‘Hey, Bartender’ documentary features filmmaker, local bartenders

What does it mean to be a bartender? Depends whom you ask

Sat, 08/24/2013 - 10:00am

    BELFAST— A generational shift has elevated the working class bartender to celebrity chef status in recent years. No longer is the profession viewed as a “fallback job” or a waste of a good college degree. Hey Bartender, a documentary by Douglas Tirola, played in two local theatres last week, the Strand and Colonial, providing insight into the rise of the craft cocktail culture in recent years.

    For those who never noticed the difference, a craft cocktail is not a pour n’ stir gin and tonic, or a slap of ginger beer into a glass of rum, squeeze a lime and voila, there you have it. About 10 years ago, the craft cocktail scene began to burble up in every part of the U.S. with an emphasis on pre-Prohibition spirits, fresh juices, herbs and added flavors like homemade bitters.

    According to an article in the San Francisco Chronicle, “Every ingredient in the drink and element of its presentation — down to the glassware — can be fresh, homemade and prepared specifically for the individual drink recipe.” 

    The art of the cocktail can now be found at number of Midcoast’s bars and restaurants such The Gothic, Three Tides, 40 Paper, Francine Bistro, Natalie’s Restaurant, Shepherd’s Pie, FOG Bar and Cafe and 3Crow Restaurant, to name a few.

    If there is a negative, this culture does suffer a little too much from the hipster mustachioed suspender-wearing crowd and the self-professed mixologists, a term that seems to divide bartenders of every stripe. But at its core, it’s similar to the food scene; i.e., farm-to-bar, and intends to bring just as much care and attention to the design and presentation of spirits as one would expect a chef to bring to each plate going out of the kitchen.

    Mike Hurley, co-owner of the Colonial Theatre, a former bartender himself, introduced the film to the small, mostly Baby Boomer crowd at the Colonial Theatre Aug. 21, followed by a quick introduction by director Douglas Tirola, who has been traveling the country promoting the film. Tirola, also a former bartender, made the film because he wanted to show the story of the rebirth of the bartender and the comeback of the cocktail. For him, it’s not just about the drink, it’s about the resurgence of the small communities that form at these places.

    “I always think of having gone to these places with my parents growing up where you see the same people at the bar. And every time you went there, you had this special community and I said to myself I wanted to be part of that someday,” he said.

    Tirola focused much of his film on the New York scene, where he himself, began frequenting certain places like Employees Only, a world-famous bar in New York.

    “That led me into this world where people were becoming bartenders because they really just loved that life,” he said. “They said ‘Enough with 9-5 life. I want to interact with people; I want to do things with my hands and really turn cocktails into a craft.’”
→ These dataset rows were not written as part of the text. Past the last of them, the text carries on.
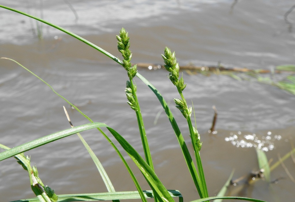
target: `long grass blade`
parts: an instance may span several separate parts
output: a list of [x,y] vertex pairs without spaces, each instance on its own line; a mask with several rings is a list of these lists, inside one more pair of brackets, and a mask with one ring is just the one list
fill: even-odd
[[[225,184],[224,184],[222,188],[220,189],[220,191],[217,194],[217,195],[216,196],[224,196],[224,195],[225,195],[226,191],[227,190],[227,187],[228,187],[228,186],[230,186],[230,181],[232,180],[232,176],[234,175],[234,170],[233,170],[232,171],[231,173],[230,174],[230,177],[228,178],[228,179],[225,182]],[[222,199],[217,199],[213,201],[212,202],[222,202]]]
[[[0,148],[7,150],[10,149],[9,147],[0,144]],[[31,166],[30,159],[27,159],[23,154],[18,154],[15,156],[15,158],[19,160],[18,161],[21,164],[24,169],[27,171],[30,179],[31,187],[33,192],[37,196],[35,198],[39,202],[51,202],[50,198],[44,191],[42,186],[37,181],[36,178],[34,175],[33,169]]]
[[261,149],[256,148],[256,152],[257,153],[257,160],[258,164],[260,171],[263,170],[263,174],[264,179],[268,182],[271,181],[271,169],[268,165],[268,161],[267,157],[264,152]]
[[82,41],[82,42],[86,43],[86,44],[88,46],[92,47],[94,49],[98,51],[99,51],[101,53],[104,54],[105,55],[107,56],[108,57],[111,58],[111,59],[113,60],[114,60],[117,62],[119,64],[121,64],[122,63],[122,62],[118,58],[115,57],[113,55],[112,55],[109,53],[108,53],[107,51],[106,51],[104,49],[99,47],[96,45],[91,43],[91,42],[89,41],[88,41],[86,40],[85,39],[83,38],[82,37],[81,37],[79,36],[74,34],[73,32],[70,31],[68,30],[67,30],[65,29],[64,29],[62,27],[61,27],[59,26],[55,25],[53,23],[51,23],[49,22],[47,22],[43,19],[39,18],[35,16],[33,16],[32,15],[30,15],[30,14],[25,13],[24,12],[23,12],[22,11],[19,11],[16,9],[14,9],[9,7],[8,7],[7,6],[5,6],[2,5],[0,5],[0,8],[2,8],[5,9],[7,9],[7,10],[9,10],[12,11],[16,12],[16,13],[18,13],[20,14],[26,16],[27,16],[28,17],[30,17],[33,19],[35,19],[39,21],[40,21],[43,23],[46,24],[50,26],[54,27],[54,28],[58,29],[64,32],[65,33],[68,34],[70,36],[71,36],[74,38],[76,38],[80,41]]
[[183,136],[180,132],[180,130],[177,123],[173,116],[172,112],[167,104],[167,103],[158,90],[138,72],[136,74],[136,76],[148,86],[152,91],[154,92],[163,107],[163,108],[168,117],[168,119],[170,121],[172,127],[174,130],[175,134],[176,135],[176,137],[180,146],[180,148],[184,157],[184,159],[186,163],[193,180],[198,190],[198,192],[200,196],[202,196],[203,194],[198,185],[201,184],[201,181],[197,172],[196,166],[195,166],[194,161],[193,161],[187,146],[184,142],[184,139]]
[[[143,191],[145,198],[147,198],[154,197],[153,191]],[[179,202],[183,201],[182,196],[177,190],[170,190],[168,192],[172,197],[178,197]],[[106,193],[77,194],[61,194],[58,195],[58,202],[70,202],[76,201],[91,201],[106,200],[138,199],[140,196],[138,191],[120,191]],[[39,202],[37,198],[32,198],[27,199],[15,201],[10,202]]]
[[[66,109],[65,107],[64,106],[63,106],[63,109],[65,111],[65,113],[67,118],[68,119],[68,120],[70,123],[70,124],[71,125],[71,127],[72,128],[73,128],[74,126],[73,125],[73,124],[72,123],[72,122],[70,119],[70,116],[69,116],[68,112],[67,111],[67,110]],[[116,191],[115,190],[114,188],[114,186],[113,186],[113,184],[111,181],[111,179],[109,177],[109,176],[106,173],[106,171],[104,169],[104,168],[98,159],[98,158],[95,154],[94,154],[94,152],[93,152],[92,149],[90,148],[90,147],[89,146],[89,145],[88,145],[85,141],[84,139],[83,138],[83,137],[80,134],[80,133],[77,133],[77,134],[80,139],[80,140],[81,142],[82,142],[82,143],[83,143],[84,147],[85,147],[87,151],[88,152],[94,164],[96,166],[96,167],[97,168],[97,169],[99,172],[99,174],[100,174],[101,178],[102,179],[102,180],[104,181],[104,184],[106,187],[106,189],[109,192],[115,192]],[[113,201],[113,202],[119,202],[119,200],[114,200]]]
[[107,128],[126,151],[142,174],[163,202],[173,201],[167,189],[155,172],[132,146],[121,135],[111,128]]
[[[78,111],[78,112],[80,114],[81,114],[81,115],[82,115],[84,117],[85,117],[86,118],[88,119],[89,121],[90,121],[90,122],[91,123],[94,123],[93,121],[92,121],[91,119],[90,119],[89,117],[88,117],[84,113],[82,112],[80,110],[78,109],[78,108],[77,108],[74,105],[72,104],[72,103],[70,102],[67,99],[66,99],[64,97],[63,97],[61,95],[60,95],[57,92],[56,92],[54,90],[54,89],[53,89],[53,88],[52,87],[51,85],[50,85],[49,84],[47,83],[46,82],[43,80],[42,78],[39,77],[37,75],[34,74],[33,72],[32,72],[31,71],[30,71],[30,70],[29,70],[27,68],[26,68],[23,65],[22,65],[21,64],[20,64],[17,62],[15,60],[12,60],[12,59],[11,59],[9,58],[1,58],[3,59],[6,59],[13,61],[13,62],[16,63],[17,64],[19,65],[21,67],[22,67],[25,70],[26,70],[29,72],[31,74],[32,74],[34,75],[36,77],[39,79],[41,80],[42,81],[42,82],[44,83],[45,84],[47,85],[48,86],[49,86],[49,87],[50,87],[51,89],[51,90],[52,90],[53,91],[53,92],[55,93],[58,96],[60,97],[63,100],[66,102],[67,102],[70,105],[72,106],[72,107],[74,109],[75,109],[76,110]],[[135,185],[135,186],[136,187],[136,188],[137,188],[137,190],[139,192],[140,194],[142,196],[142,198],[141,198],[142,200],[142,201],[143,202],[146,202],[146,199],[144,197],[143,195],[143,193],[142,193],[142,190],[140,186],[139,185],[139,184],[138,183],[138,181],[136,179],[136,178],[135,177],[135,176],[133,174],[133,173],[132,172],[132,171],[131,170],[131,169],[130,168],[130,167],[128,165],[128,164],[127,163],[127,162],[126,161],[125,159],[124,158],[124,157],[123,157],[123,155],[122,155],[122,154],[121,153],[121,152],[120,152],[120,151],[119,151],[119,149],[118,149],[117,148],[117,147],[116,146],[116,145],[115,145],[115,144],[112,142],[112,140],[111,140],[111,139],[109,138],[109,137],[107,136],[105,134],[105,133],[104,132],[99,128],[97,128],[97,129],[99,130],[99,132],[100,132],[101,133],[101,134],[103,134],[103,135],[105,137],[105,138],[107,140],[107,141],[109,142],[111,145],[112,145],[112,146],[114,148],[114,149],[115,150],[115,151],[116,152],[117,152],[117,153],[118,154],[118,155],[119,156],[121,159],[121,160],[123,162],[123,163],[124,164],[124,165],[125,165],[125,166],[126,167],[126,169],[128,171],[128,172],[129,172],[129,174],[130,174],[130,176],[131,176],[131,178],[132,179],[132,180],[133,180],[133,182],[134,183],[134,184]]]
[[91,123],[54,133],[1,152],[0,153],[0,161],[78,132],[107,126],[102,123]]
[[254,198],[247,198],[245,197],[239,197],[238,196],[213,196],[212,197],[208,197],[207,198],[201,198],[192,201],[190,202],[204,202],[206,201],[209,200],[213,200],[217,199],[237,199],[238,200],[243,200],[244,201],[254,201],[254,202],[266,202],[265,201],[259,200],[258,199],[255,199]]

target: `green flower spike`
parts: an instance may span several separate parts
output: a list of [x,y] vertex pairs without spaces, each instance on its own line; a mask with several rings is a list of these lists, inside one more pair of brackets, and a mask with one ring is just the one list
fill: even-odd
[[197,130],[197,129],[195,127],[193,127],[193,128],[194,129],[194,133],[195,135],[194,137],[196,139],[196,144],[197,147],[198,147],[198,149],[199,150],[199,151],[201,150],[201,147],[202,147],[202,144],[203,142],[201,142],[200,135],[199,134],[199,133],[198,132],[198,131]]
[[164,67],[170,72],[168,77],[174,85],[177,86],[179,77],[179,66],[175,57],[175,52],[171,53],[170,49],[166,47],[164,50],[164,53],[165,55],[161,55],[165,64],[164,65]]
[[54,190],[48,186],[44,187],[44,190],[52,202],[57,202],[58,196],[54,193]]
[[[126,88],[125,89],[125,93],[126,93],[126,95],[127,96],[127,100],[128,102],[127,103],[131,107],[133,110],[136,111],[137,110],[137,105],[136,104],[136,102],[135,101],[134,96],[133,95],[133,93],[132,92],[132,89],[131,88],[131,83],[129,81],[127,81],[126,83]],[[136,86],[135,84],[134,84],[134,87],[135,93],[136,93]]]
[[124,28],[122,28],[120,31],[120,36],[116,36],[118,40],[118,50],[123,57],[122,65],[128,72],[128,76],[132,79],[137,73],[137,66],[135,65],[131,67],[130,61],[132,53],[129,49],[130,42],[128,33]]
    Hey Bartender is an engaging film whether or not you’ve been in the restaurant/bar business. One of the primary arcs of the film follows a young guy in his 20s, Steve Schneider, an ex‐Marine turned mixologist. His story of how he got his head injury that led to his apprenceticeship as Employees Only bartender is the most compelling part of the film; you’re rooting for him. And because he is so hardworking and sincere about ascending the ladder to become a Principal Bartender, he begins to exemplify the honor of this profession.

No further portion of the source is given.